Ahmad est un expert de l’eau en Iran. Il a souhaité rester anonyme pour sa sécurité.

Nous avons littéralement des villes sans eau courante au Khouzestan. Les gens dépendent des livraisons de réservoirs d'eau. Ils doivent passer des heures et des heures dans des files d'attente pour obtenir quelques bidons. Dans ces villes et villages, les vies sont interrompues par le manque d’eau.

Plus de 200 villes d'Iran souffrent de stress hydrique. La plupart des villes du Khouzestan, dont une trentaine de villages, figurent dans cette liste : cela signifie qu'elles n'ont pas une production d'eau suffisante par rapport à ce qui est consommé.

Le niveau d'eau de la rivière Karkeh au Khouzestan [l'une des rivières les plus importantes d'Iran, NDLR] a considérablement diminué en raison des dommages environnementaux déjà causés, et qui n'ont jamais pu être réparés.

Concernant l'agriculture, je dois dire que si la situation continue comme ça, nous en serons bientôt au point où il sera impossible de récolter quoi que ce soit, car il n'y aura plus assez d'eau au Khouzestan.
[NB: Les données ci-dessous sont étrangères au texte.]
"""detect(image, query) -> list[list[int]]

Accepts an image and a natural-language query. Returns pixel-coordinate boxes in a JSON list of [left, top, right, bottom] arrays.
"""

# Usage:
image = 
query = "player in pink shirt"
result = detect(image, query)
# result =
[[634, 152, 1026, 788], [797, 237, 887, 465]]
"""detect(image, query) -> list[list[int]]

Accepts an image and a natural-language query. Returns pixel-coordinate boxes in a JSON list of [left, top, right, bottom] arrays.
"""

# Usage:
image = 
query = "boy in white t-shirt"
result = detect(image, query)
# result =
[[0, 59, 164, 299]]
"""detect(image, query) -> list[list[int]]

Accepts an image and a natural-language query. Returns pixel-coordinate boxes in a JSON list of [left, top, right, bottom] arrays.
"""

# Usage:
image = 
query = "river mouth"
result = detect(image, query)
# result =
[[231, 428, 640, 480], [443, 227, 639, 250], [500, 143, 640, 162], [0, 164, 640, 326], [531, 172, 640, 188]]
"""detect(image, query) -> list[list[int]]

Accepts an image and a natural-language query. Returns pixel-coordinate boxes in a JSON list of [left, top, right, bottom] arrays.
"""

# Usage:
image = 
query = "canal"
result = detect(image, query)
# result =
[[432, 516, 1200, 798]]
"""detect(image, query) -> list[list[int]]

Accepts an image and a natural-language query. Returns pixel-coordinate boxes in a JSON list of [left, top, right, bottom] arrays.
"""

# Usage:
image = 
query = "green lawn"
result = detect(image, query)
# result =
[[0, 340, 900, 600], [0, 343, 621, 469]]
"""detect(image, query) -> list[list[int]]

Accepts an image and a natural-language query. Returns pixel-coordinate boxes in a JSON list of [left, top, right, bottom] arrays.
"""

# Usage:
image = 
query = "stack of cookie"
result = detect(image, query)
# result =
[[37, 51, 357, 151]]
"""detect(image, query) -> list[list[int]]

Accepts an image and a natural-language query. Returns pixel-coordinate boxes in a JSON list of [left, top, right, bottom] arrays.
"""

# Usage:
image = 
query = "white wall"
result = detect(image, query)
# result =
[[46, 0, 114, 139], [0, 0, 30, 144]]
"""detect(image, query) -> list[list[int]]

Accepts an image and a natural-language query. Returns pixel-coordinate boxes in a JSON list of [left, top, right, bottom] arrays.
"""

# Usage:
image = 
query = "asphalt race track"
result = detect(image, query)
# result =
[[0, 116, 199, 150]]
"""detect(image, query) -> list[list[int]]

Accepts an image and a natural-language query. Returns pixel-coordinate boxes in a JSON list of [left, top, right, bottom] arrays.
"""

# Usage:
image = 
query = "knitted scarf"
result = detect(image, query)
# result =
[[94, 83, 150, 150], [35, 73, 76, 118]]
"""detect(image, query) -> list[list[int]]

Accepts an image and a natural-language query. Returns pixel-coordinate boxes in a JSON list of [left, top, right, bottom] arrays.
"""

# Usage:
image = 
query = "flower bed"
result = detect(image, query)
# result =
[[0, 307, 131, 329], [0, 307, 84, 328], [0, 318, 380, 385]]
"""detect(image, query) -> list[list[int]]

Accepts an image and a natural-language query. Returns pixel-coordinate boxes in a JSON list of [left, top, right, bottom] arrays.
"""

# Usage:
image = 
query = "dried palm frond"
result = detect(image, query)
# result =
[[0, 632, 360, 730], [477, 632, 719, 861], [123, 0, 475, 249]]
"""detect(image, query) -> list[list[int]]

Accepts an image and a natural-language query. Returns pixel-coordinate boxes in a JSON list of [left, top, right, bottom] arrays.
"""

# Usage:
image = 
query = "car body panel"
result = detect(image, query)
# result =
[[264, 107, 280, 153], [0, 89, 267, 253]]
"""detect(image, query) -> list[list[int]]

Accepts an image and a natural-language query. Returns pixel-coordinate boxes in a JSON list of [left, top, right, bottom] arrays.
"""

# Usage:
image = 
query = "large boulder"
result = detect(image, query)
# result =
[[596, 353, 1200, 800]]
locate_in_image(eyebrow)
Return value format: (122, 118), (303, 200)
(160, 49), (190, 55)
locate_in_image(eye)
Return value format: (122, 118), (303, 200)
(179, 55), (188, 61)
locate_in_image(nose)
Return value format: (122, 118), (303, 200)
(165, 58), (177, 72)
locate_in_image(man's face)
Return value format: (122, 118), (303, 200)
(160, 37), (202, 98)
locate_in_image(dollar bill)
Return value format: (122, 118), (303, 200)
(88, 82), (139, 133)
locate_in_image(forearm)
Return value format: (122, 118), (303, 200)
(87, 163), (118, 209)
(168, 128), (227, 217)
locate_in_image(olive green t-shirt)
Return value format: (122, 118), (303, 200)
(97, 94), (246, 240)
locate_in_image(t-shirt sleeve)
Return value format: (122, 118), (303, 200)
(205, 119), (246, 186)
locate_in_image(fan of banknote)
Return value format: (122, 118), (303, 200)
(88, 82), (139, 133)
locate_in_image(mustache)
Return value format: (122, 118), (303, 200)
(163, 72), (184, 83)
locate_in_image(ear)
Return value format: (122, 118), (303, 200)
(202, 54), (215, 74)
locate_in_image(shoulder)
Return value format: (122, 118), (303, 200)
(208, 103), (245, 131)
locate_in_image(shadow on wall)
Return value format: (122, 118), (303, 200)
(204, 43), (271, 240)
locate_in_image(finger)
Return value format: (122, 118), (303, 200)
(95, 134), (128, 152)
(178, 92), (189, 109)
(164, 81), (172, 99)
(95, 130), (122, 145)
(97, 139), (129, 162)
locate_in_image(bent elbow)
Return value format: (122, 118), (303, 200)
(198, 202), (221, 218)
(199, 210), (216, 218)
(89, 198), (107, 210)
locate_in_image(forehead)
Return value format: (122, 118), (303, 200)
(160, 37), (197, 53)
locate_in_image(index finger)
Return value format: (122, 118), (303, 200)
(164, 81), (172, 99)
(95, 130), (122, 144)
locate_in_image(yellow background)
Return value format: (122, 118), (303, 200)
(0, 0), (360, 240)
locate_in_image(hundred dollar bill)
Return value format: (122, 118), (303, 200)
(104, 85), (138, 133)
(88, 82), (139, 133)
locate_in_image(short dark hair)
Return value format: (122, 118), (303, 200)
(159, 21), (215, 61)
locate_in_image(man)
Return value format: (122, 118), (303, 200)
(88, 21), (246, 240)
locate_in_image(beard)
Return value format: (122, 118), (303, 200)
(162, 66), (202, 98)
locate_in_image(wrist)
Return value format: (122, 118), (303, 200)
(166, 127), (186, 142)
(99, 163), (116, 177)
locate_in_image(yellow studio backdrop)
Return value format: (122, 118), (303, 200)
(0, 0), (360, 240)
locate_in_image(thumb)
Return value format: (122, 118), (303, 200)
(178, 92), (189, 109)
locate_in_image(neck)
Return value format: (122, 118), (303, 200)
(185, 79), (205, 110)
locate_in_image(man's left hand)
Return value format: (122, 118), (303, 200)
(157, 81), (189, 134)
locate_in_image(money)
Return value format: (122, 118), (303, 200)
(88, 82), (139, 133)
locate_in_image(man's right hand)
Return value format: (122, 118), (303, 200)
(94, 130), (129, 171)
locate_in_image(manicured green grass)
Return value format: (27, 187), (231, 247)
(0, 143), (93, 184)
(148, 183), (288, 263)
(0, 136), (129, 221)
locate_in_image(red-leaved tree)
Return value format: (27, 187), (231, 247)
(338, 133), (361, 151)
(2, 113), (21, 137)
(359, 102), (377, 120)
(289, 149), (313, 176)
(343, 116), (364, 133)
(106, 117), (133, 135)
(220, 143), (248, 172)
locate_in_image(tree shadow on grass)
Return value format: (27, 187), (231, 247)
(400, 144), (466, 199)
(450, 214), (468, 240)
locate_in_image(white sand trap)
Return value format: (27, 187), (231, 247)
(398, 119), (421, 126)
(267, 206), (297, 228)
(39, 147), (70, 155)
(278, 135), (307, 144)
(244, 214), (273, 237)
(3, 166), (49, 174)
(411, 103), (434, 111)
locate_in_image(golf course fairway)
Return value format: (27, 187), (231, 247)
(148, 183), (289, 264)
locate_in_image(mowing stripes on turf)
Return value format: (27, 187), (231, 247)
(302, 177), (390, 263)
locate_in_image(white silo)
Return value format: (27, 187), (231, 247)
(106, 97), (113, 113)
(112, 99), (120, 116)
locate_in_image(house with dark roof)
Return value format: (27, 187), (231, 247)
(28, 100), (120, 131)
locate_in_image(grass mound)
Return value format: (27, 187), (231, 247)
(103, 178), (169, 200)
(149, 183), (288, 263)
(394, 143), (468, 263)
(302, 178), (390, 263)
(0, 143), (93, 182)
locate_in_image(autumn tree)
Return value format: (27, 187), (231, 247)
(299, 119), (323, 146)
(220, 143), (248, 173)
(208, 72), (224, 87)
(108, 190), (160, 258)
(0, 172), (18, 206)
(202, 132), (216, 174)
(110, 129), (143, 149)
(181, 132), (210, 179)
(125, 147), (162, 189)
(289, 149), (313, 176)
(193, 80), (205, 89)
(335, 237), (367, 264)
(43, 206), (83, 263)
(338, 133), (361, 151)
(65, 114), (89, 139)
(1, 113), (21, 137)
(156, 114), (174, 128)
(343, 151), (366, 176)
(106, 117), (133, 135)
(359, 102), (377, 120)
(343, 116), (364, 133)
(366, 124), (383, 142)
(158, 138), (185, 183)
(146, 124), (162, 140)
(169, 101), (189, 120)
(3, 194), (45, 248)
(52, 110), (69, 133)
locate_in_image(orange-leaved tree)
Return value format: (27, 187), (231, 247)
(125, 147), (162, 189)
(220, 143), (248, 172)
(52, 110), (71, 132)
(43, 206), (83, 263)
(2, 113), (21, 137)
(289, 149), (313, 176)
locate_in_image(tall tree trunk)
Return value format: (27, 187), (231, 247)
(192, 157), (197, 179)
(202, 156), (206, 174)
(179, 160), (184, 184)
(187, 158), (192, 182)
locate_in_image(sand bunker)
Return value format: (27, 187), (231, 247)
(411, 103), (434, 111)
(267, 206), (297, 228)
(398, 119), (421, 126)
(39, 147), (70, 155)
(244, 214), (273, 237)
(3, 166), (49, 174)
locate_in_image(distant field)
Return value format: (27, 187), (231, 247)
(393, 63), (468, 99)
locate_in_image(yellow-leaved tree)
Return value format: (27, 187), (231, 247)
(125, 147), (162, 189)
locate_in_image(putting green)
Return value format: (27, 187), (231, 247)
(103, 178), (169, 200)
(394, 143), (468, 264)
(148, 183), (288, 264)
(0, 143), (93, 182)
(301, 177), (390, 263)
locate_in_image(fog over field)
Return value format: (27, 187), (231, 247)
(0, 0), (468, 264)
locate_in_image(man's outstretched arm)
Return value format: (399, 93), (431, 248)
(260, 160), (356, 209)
À cause de la pénurie, les rares sources sont devenues trop salées et ont rendu impossible certaines activités agricoles comme l’élevage ou l’entretien des vergers.

À titre d'exemple, de vastes cultures de palmiers dattiers ont disparu au Khouzestan, dans la région d'Arvandroud, et la situation est irréversible. Plus de 1,2 million d’arbres sont morts de sécheresse [ces arbres dattiers étaient une des principales sources de revenus pour les cultivateurs de la région, NDLR].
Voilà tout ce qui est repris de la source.